Releases are fully automated via `python-semantic-release` + PyPI Trusted
Publishing. Every merge to `main` runs the [release
workflow](.github/workflows/release.yml), which:

1. Parses [Conventional Commits](https://www.conventionalcommits.org/) since
   the last tag.
2. Decides the next semver (`fix:`/`perf:` → patch, `feat:` → minor,
   `BREAKING CHANGE` or `type!:` → major).
3. Updates `pyproject.toml`'s `project.version`, appends to `CHANGELOG.md`,
   tags `vX.Y.Z`, and pushes a release commit.
4. Builds with `uv build` and uploads the wheel + sdist to PyPI via OIDC
   (no token secret — configured once as a PyPI trusted publisher).
5. Attaches the artifacts to the GitHub Release.

If no commit since the last release qualifies for a bump (only
`chore`/`docs`/etc.), the workflow is a no-op.

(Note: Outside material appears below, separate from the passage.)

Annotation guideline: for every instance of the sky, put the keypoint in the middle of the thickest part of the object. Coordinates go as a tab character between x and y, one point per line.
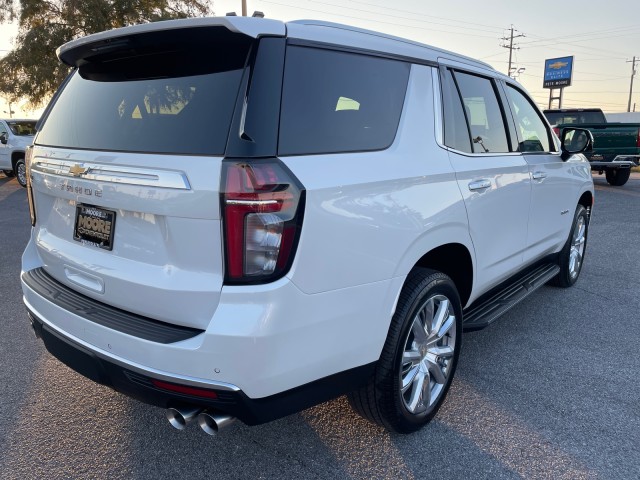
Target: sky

### Commit prefix cheat sheet

| Prefix | Version bump | Example |
|---|---|---|
| `feat:` | minor | `feat: add predict_batch` |
| `fix:` / `perf:` | patch | `fix: handle empty input` |
| `feat!:` / `fix!:` / `BREAKING CHANGE:` footer | major (once we're on 1.x) | `feat!: drop Python 3.11 support` |
| `chore:` / `docs:` / `style:` / `refactor:` / `test:` / `build:` / `ci:` | — | `docs: add FAQ` |

While `major_on_zero = false` (0.x lifecycle), breaking changes still bump
**minor** rather than promoting to 1.0.